MUNICH — Siemens today released its third quarter fiscal year 2024 earnings report.
Siemens continued its profitable growth trajectory again in the third quarter. Overall, the company clearly increased its net income and profit margin and thus demonstrated its financial strength once again. With a sustained large order backlog, which totaled €113 billion in Q3, and a book-to-bill ratio greater than 1, Siemens is optimally equipped for the future.
As a result, the Siemens Group confirms its outlook for fiscal 2024, whereby comparable revenue growth – that is, excluding currency translation and portfolio effects – at Group level (in the range of 4 percent to 8 percent) and the profit margin at Digital Industries (18 percent to 21 percent) will be at the lower end of their respective target ranges. The profit margin at Smart Infrastructure is expected to be at the upper end of its target range (16 percent to 17 percent).

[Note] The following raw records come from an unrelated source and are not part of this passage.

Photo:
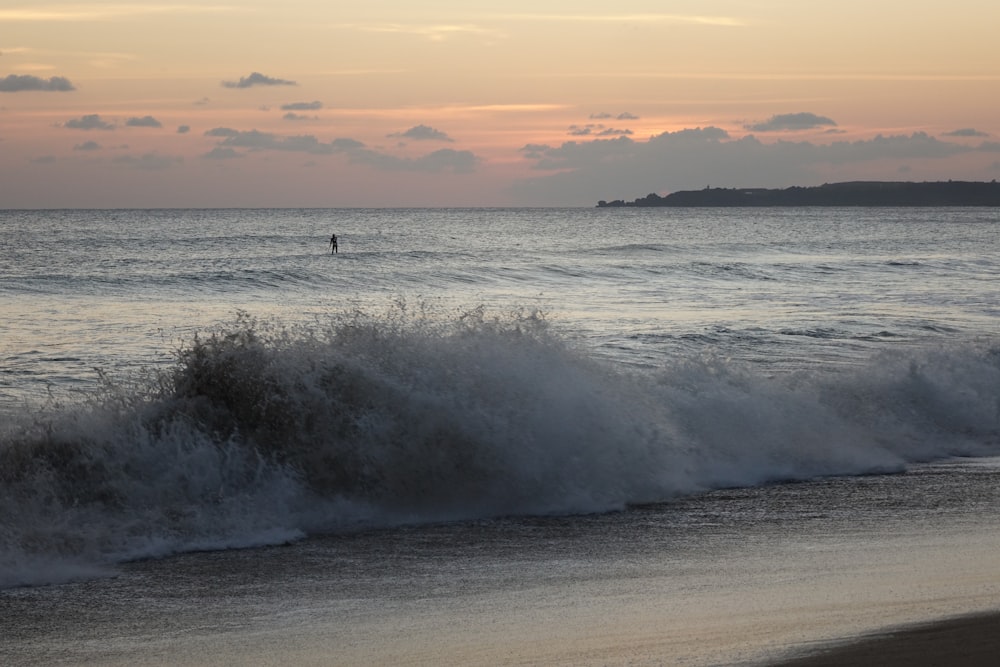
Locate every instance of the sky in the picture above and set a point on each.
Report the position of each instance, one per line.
(386, 103)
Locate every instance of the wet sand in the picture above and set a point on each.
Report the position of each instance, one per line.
(967, 641)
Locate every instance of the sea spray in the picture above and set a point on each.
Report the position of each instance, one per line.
(261, 433)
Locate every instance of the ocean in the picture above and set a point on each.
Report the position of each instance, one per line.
(482, 436)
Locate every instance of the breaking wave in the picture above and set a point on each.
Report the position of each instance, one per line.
(261, 433)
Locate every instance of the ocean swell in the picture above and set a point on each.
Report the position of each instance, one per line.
(262, 433)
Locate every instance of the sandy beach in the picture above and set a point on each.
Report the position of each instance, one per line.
(966, 641)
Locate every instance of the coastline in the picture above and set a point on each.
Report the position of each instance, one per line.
(963, 641)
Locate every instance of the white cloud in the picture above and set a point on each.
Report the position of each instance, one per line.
(581, 171)
(14, 83)
(91, 121)
(257, 79)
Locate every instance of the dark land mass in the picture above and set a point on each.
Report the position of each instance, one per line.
(855, 193)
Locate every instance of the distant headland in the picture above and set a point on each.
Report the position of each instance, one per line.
(855, 193)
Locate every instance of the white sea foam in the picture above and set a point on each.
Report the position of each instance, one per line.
(263, 433)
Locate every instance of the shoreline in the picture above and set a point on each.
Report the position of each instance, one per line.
(964, 641)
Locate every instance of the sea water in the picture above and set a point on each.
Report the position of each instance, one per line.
(180, 381)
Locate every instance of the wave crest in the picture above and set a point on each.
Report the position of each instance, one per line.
(261, 433)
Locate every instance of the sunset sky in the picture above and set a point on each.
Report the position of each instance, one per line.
(316, 103)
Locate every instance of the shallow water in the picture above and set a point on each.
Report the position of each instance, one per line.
(737, 576)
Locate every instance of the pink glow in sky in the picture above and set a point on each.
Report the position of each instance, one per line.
(456, 103)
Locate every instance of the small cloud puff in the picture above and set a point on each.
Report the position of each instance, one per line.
(257, 79)
(597, 130)
(302, 106)
(89, 122)
(14, 83)
(604, 115)
(790, 122)
(145, 121)
(422, 133)
(966, 132)
(222, 132)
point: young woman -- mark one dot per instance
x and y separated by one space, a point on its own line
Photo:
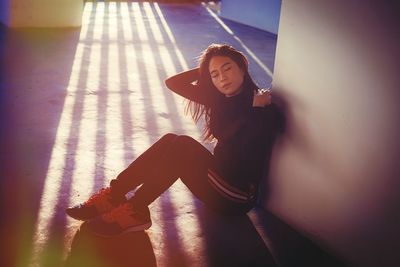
237 114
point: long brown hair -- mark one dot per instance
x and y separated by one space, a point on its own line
205 83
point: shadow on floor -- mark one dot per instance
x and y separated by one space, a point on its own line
131 249
229 241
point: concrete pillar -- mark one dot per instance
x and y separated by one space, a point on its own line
41 13
335 174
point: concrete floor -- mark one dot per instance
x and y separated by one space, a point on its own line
78 105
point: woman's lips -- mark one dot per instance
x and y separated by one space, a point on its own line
226 85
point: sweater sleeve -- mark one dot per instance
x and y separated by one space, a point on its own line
184 84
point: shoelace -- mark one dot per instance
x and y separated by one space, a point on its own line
101 198
119 212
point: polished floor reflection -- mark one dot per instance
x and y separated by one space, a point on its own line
81 104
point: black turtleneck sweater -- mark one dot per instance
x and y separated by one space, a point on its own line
245 134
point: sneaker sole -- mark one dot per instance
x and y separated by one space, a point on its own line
137 228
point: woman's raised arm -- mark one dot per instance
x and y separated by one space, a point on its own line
184 85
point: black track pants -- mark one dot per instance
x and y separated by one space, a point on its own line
172 157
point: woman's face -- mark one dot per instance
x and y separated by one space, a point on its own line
226 75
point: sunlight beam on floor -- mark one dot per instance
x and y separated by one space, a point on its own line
58 161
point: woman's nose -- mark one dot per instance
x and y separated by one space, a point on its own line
222 77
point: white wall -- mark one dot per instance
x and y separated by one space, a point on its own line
336 172
41 13
262 14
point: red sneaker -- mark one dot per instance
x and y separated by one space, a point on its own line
120 220
99 203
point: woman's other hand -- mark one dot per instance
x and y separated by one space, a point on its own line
262 98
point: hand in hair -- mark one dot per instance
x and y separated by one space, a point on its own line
262 98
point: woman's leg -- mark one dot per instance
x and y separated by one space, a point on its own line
108 198
185 158
189 160
138 171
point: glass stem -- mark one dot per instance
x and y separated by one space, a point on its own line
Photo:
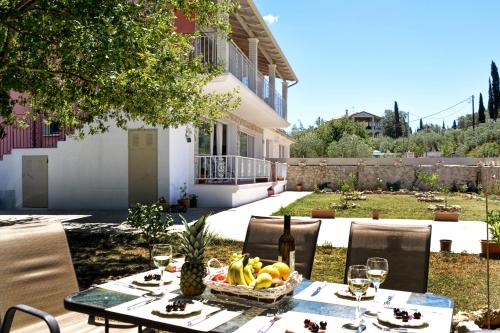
161 281
358 311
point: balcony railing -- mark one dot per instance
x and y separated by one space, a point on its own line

“We grew profitably in the third quarter, continuing to benefit from the high demand in electrification. Another growth driver was our particularly strong industrial software business, which won several large license contracts. The industrial automation business remains challenging. We confirm our company’s full-year outlook,” said Roland Busch, President and Chief Executive Officer of Siemens AG.
“Overall, we achieved clear increases in both net income and profit margin in the third quarter. We again generated strong free cash flow, and we will re-emphasize our clear focus on cash with a strong fourth quarter,” said Ralf P. Thomas, Chief Financial Officer of Siemens AG.

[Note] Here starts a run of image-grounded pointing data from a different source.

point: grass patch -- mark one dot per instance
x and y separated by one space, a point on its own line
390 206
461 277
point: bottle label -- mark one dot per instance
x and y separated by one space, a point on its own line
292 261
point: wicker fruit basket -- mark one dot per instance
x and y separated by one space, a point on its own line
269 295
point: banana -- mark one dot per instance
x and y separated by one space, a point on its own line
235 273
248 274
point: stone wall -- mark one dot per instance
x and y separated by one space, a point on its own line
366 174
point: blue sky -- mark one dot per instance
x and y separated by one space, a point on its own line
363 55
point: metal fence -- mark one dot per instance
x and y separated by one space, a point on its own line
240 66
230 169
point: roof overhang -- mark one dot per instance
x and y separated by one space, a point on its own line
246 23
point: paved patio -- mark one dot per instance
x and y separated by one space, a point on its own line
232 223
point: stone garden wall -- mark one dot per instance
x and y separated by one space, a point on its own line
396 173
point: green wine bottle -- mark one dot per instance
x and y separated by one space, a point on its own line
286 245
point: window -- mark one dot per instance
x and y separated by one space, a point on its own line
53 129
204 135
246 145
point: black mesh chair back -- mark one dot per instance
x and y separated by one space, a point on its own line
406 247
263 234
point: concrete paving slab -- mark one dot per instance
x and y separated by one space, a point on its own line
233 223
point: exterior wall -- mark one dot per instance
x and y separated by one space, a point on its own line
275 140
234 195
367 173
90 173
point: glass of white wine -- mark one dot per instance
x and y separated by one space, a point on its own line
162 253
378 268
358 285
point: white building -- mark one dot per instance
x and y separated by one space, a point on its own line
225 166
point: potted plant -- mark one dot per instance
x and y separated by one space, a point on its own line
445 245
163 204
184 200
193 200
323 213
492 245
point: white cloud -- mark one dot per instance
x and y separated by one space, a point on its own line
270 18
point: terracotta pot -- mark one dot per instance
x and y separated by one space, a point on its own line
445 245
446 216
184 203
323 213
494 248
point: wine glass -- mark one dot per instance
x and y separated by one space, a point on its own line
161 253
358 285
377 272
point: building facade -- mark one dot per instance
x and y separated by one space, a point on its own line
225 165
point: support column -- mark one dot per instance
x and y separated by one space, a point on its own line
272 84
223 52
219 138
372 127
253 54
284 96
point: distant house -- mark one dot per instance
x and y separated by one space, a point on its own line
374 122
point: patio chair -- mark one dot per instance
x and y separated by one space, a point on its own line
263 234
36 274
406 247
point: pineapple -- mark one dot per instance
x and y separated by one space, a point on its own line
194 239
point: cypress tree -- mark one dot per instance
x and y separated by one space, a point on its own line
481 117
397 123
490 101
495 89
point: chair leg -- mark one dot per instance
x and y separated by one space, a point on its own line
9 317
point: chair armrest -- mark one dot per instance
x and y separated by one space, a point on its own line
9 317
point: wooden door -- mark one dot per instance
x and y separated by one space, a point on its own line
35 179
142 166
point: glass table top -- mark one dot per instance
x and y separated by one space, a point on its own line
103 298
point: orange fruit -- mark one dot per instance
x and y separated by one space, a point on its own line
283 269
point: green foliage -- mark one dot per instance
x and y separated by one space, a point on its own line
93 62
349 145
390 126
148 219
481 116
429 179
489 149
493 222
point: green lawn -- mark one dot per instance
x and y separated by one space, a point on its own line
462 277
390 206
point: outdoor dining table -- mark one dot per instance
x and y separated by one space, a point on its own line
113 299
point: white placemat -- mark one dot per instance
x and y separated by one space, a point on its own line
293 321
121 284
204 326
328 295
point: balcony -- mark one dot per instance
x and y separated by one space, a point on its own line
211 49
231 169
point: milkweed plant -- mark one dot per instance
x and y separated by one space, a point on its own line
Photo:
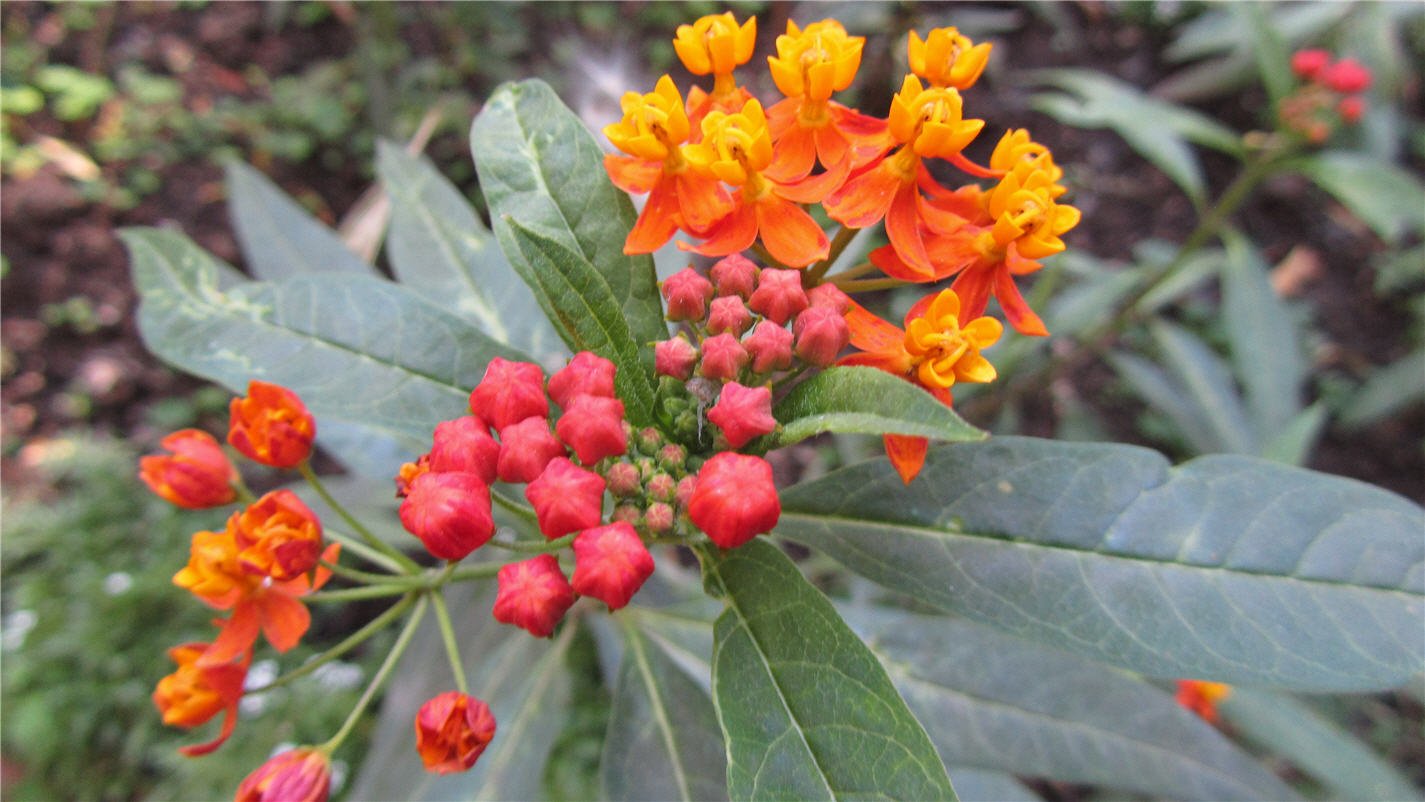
572 450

Clear increase in net income and profit margin
Revenue in Q3 2024 rose 5 percent on a comparable basis – that is, excluding currency translation and portfolio effects – to €18.9 billion compared to the prior-year period (Q3 2023: €18.1 billion). Orders declined 15 percent on a comparable basis to €19.8 billion (Q3 2023: €23.5 billion), with higher order volumes at most industrial businesses, including double-digit percentage increases at Digital Industries and Smart Infrastructure. In contrast, the volume of major orders at Mobility was lower compared to Mobility’s record-high order intake in Q3 2023. With an order backlog that remained at the high level of €113 billion and a book-to-bill ratio of 1.05, Siemens again delivered strong results.
Profit Industrial Business grew 11 percent to €3.0 billion (Q3 2023: €2.7 billion) with contributions from all industrial businesses. The profit margin increased to 16.5 percent (Q3 2023: 15.4 percent). Net income rose to €2.1 billion (Q3 2023: €1.4 billion), whereby the prior-year quarter had been impacted by a loss of €0.6 billion relating to the stake in Siemens Energy AG. Corresponding basic earnings per share before purchase price allocation accounting (EPS pre PPA) were €2.66 (Q3 2023: €1.78).
Free cash flow all-in at Group level from continuing and discontinued operations reached €2.1 billion (Q3 2023: €3.0 billion). The decline in free cash flow was due first to the Industrial Business, which generated solid free cash flow of €2.5 billion compared to €3.1 billion in Q3 2023. The prior-year quarter had included significant advance payments from Mobility customers. Second, cash outflows for tax payments were €0.5 billion higher in Q3 2024 than in the prior-year quarter.
Increase in profit margin at all industrial businesses
Orders at Digital Industries climbed 21 percent on a comparable basis to €4.5 billion, with exceptionally high order growth in the software business primarily driven by a number of large contract wins for licensed software. On the other hand, orders in the automation businesses came in moderately lower in a challenging market due to ongoing elevated stock levels at customers. At €4.9 billion, revenue was nearly at the level of Q3 2023, whereby higher revenue in the software business was offset by declines at the automation businesses and negative portfolio and currency translation effects. Profit rose 3 percent to €1.1 billion, while the profit margin improved one percentage point to 22.9 percent.
At Smart Infrastructure, orders rose 11 percent on a comparable basis to €6.0 billion with all businesses contributing to growth. Order intake included a number of larger contract wins for data centers and from customers in the energy sector. Revenue also rose at all businesses by 10 percent on a comparable basis to €5.4 billion, including substantial growth at the electrification business, which continued to execute rigorously on its large order backlog. On a geographic basis, the largest growth contribution came from the United States. Smart Infrastructure continued to increase profit and profitability year-over-year on higher revenue, increased capacity utilization and ongoing productivity improvements. Profit rose 20 percent to €923 million. The profit margin reached 17.0 percent compared to 15.6 percent in Q3 2023.
At Mobility, revenue rose slightly by 2 percent on a comparable basis to €2.6 billion. Orders, on the other hand, declined 71 percent on a comparable basis to €2.4 billion compared to Q3 2023, in which Mobility had reported a record order intake, including a €2.5 billion order for a turnkey rail system in Egypt and a €2.1 billion order for suburban trains in Germany. Profit totaled €227 million. The profit margin was 8.7 percent compared to 8.1 percent in Q3 2023.